A Fundação preparou uma campanha online, intitulada "#Eaigoverno?", na qual cobra políticas eficazes para reduzir o consumo de produtos de tabaco, que será veiculada em mídias sociais,  como Twitter (twitter.com/fdocancer), Facebook (facebook.com/fundacaodocancer) e website (cancer.org.br) entre 23 e 31 de maio. A intenção é que internautas apoiem, curtam e compartilhem os posts e mandem mensagens para o Twitter cobrando  as medidas. Para gerar o tuitaço, os que aderirem à proposta devem escrever a hashtag # seguida do nome da campanha, E aí governo?,  para endereçar as frases no Twitter.
 
"Documentos internos das  empresas de tabaco reconhecem   a restrição  ao fumo como uma ameaça  para seus  negócios, já que contribui  para que muitas pessoas deixem de fumar e outras nem comecem", esclarece Marcos Moraes, presidente do Conselho de Curadores da Fundação do Câncer.
 
LEI ANTIFUMO 12.546/11
A lei 12.546/11, sancionada pela presidente Dilma Rousseff em dezembro de 2011, proíbe a propaganda em pontos de venda (PDVs) e o fumo em ambientes fechados em todo o país. No entanto, está sem regulamentação e, por isso, não é cumprida. Uma das principais medidas preconizadas pela Convenção Quadro para o Controle do Tabaco, o tratado internacional de saúde da qual o país é signatário,  é a proibição da propaganda de cigarros.
 
De acordo com dados internacionais, as leis antifumo melhoram  a saúde pública, não apenas por reduzir a exposição do público ao tabagismo passivo, mas também por ajudar os fumantes que querem parar de fumar.  As leis também conduzem a mudanças nos padrões sociais, de modo que os não-fumantes, incluindo os jovens, optem por  não começar a fumar.
 
Ambientes livres de fumo
Segundo pesquisa Datafolha feita em São Paulo, em abril, por encomenda da Aliança de Controle do Tabagismo, nove entre dez paulistanos aprovam a lei antifumo, que entrou em vigor no estado em 2009. Quase a totalidade dos entrevistados se sente beneficiada com a lei antifumo e considera que frequentar lugares públicos fechados se tornou mais agradável depois dessa medida, incluindo mais de 70% de fumantes.  Para 89% dos paulistanos, é importante que esta lei seja implementada em nível nacional.
 
"Infelizmente, essa nova lei  ainda   não começou a ser  implementada, pois aguarda há mais de um ano por um decreto  regulamentando os parâmetros para sua fiscalização e para definir  se a proibição também acontecerá em espaços como varandas e terraços de estabelecimentos", lamenta Marcos Moraes.
 
Propaganda em pontos de venda
No Brasil, apesar da restrição na TV e em veículos de comunicação de massa, a propaganda de cigarro continua forte nos pontos de vendas, como padarias, lanchonetes, bares, lojas de conveniência, atraindo jovens e crianças com displays luminosos, além de embalagens coloridas e brindes.
 
A pesquisa Datafolha também constatou que a maioria da população paulistana é favorável à adoção de medidas de redução de consumo dos cigarros:
 
76% concordam que a  exposição do cigarro estimula o consumo e a compra
76% apoiam que os cigarros sejam vendidos embaixo do balcão, como acontece em alguns países (Inglaterra, Escócia, Canadá)

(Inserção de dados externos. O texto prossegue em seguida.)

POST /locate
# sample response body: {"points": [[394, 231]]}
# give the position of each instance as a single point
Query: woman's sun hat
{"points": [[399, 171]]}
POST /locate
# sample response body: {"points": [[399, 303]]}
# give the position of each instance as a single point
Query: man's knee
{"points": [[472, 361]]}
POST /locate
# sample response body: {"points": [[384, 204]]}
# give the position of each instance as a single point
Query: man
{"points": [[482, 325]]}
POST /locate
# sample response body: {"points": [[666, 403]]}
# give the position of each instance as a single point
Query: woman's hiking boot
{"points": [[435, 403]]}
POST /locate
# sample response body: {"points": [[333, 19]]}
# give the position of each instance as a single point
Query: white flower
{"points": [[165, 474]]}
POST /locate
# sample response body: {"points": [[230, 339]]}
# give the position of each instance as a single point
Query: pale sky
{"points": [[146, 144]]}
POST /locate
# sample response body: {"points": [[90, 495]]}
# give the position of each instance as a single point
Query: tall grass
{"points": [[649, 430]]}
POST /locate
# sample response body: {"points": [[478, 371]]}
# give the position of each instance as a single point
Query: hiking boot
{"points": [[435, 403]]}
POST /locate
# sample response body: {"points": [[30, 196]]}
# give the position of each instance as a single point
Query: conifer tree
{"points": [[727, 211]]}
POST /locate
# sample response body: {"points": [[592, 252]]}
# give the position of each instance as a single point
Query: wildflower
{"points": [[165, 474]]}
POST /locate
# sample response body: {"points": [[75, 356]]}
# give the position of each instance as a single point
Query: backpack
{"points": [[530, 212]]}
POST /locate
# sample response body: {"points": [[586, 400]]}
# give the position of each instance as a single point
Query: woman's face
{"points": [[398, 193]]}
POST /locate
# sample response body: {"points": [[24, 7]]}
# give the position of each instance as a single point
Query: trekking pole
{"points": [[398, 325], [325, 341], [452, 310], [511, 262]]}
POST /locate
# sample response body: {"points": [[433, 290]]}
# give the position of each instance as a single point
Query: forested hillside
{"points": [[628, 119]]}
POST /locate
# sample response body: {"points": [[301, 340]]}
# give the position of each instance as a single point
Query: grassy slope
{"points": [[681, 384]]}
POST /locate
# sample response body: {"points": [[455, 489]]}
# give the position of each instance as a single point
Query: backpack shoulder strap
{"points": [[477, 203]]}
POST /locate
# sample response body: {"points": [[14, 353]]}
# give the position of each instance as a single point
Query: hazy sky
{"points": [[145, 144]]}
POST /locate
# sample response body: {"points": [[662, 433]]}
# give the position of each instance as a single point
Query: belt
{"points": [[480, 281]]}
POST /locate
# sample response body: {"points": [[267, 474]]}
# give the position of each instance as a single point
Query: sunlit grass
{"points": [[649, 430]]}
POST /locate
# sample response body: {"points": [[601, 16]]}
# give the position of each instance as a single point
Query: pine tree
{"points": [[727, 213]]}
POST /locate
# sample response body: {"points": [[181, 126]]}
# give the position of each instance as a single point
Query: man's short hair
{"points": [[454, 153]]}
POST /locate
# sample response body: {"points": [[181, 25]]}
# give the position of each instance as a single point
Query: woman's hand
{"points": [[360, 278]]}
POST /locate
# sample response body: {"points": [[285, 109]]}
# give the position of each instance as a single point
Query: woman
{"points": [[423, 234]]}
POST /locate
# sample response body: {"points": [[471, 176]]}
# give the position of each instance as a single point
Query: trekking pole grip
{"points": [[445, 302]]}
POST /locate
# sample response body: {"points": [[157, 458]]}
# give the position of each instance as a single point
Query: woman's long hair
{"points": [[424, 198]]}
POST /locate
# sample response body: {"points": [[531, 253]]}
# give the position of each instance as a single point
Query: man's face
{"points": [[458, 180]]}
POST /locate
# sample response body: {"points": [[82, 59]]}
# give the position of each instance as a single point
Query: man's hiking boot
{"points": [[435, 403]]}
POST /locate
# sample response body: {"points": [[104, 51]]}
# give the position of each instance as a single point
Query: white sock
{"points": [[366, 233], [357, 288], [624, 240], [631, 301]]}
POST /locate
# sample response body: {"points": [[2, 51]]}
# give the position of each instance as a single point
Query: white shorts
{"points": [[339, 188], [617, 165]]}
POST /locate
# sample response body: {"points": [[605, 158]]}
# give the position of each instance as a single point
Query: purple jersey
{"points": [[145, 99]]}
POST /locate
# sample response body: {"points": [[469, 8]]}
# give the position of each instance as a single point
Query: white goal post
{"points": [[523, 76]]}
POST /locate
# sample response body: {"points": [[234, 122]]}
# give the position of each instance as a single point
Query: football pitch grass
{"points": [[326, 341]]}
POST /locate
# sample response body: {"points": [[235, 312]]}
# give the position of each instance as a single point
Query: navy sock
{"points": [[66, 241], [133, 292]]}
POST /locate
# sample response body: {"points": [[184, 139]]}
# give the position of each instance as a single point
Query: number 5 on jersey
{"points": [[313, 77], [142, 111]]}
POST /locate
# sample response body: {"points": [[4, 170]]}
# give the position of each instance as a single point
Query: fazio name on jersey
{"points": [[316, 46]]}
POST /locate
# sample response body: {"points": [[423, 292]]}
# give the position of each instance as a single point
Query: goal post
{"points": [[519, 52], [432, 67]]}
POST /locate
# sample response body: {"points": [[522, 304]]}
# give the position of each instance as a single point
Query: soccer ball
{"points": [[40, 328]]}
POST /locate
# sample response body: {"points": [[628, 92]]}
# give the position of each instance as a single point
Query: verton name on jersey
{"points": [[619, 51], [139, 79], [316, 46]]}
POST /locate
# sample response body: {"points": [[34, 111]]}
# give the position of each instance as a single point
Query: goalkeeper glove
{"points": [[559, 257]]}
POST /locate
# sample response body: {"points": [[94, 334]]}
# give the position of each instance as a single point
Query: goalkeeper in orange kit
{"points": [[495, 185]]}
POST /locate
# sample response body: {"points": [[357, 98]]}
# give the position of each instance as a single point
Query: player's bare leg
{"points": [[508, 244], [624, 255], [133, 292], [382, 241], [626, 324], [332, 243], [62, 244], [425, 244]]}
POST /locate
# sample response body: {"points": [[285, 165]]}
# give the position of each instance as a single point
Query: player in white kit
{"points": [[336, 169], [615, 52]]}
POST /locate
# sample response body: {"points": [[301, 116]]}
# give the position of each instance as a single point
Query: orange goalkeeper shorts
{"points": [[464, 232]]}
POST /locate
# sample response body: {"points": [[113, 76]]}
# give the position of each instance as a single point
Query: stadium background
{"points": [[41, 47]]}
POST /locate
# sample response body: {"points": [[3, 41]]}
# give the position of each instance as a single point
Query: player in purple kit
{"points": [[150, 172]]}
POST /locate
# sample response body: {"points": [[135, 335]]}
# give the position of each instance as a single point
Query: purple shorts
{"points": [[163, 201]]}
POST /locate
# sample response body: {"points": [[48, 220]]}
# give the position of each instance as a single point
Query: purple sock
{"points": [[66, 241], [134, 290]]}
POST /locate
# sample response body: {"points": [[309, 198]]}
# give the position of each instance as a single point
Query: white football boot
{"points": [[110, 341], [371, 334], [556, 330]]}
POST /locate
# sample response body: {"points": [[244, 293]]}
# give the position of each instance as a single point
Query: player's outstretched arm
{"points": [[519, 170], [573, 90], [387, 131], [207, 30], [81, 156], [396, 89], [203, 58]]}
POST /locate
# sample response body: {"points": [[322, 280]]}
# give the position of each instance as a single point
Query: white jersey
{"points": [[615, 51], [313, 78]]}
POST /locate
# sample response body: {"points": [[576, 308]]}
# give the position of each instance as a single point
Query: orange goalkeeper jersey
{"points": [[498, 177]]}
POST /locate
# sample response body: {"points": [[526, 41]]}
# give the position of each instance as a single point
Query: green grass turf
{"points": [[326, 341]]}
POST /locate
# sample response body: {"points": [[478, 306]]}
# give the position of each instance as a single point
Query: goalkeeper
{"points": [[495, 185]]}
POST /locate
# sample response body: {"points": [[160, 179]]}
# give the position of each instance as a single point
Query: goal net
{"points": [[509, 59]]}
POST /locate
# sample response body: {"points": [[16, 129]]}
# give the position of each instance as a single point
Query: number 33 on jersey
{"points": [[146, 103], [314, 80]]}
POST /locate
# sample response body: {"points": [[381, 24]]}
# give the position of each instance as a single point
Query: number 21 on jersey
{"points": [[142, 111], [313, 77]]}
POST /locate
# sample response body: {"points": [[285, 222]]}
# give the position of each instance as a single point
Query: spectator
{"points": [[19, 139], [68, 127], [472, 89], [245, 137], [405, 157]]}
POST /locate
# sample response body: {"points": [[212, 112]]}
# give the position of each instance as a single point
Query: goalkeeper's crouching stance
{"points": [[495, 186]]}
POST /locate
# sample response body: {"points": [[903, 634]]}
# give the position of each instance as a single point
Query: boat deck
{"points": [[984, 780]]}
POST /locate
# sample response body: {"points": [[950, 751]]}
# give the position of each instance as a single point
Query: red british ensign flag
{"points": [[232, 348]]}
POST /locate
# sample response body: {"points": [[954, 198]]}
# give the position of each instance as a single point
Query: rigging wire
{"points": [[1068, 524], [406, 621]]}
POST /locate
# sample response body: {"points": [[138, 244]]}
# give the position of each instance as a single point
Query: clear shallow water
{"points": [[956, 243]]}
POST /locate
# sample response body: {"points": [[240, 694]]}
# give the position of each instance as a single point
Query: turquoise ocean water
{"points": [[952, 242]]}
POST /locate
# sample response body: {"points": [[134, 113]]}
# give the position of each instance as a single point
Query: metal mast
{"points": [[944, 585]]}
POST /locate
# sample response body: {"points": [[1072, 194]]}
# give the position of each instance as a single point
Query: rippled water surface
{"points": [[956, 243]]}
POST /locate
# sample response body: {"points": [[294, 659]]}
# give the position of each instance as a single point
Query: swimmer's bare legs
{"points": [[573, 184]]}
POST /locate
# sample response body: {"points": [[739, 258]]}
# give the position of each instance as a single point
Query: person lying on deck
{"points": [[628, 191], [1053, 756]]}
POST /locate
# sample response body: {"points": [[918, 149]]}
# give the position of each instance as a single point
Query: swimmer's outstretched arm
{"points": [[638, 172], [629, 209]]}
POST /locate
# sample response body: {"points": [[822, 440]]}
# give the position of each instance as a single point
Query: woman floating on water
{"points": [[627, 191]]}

75% são favoráveis ao aumento de preços e impostos de cigarros
Segundo a OMS, atualmente a epidemia de tabaco mata cerca de seis milhões de pessoas, a cada ano, sendo que 600 mil são não fumantes, vítimas do tabagismo passivo. A previsão da entidade é que aconteçam oito milhões de mortes anuais, em 2030, se nenhuma medida for tomada. Mais de 80% dessas mortes acontecerão nos países de média e baixa rendas.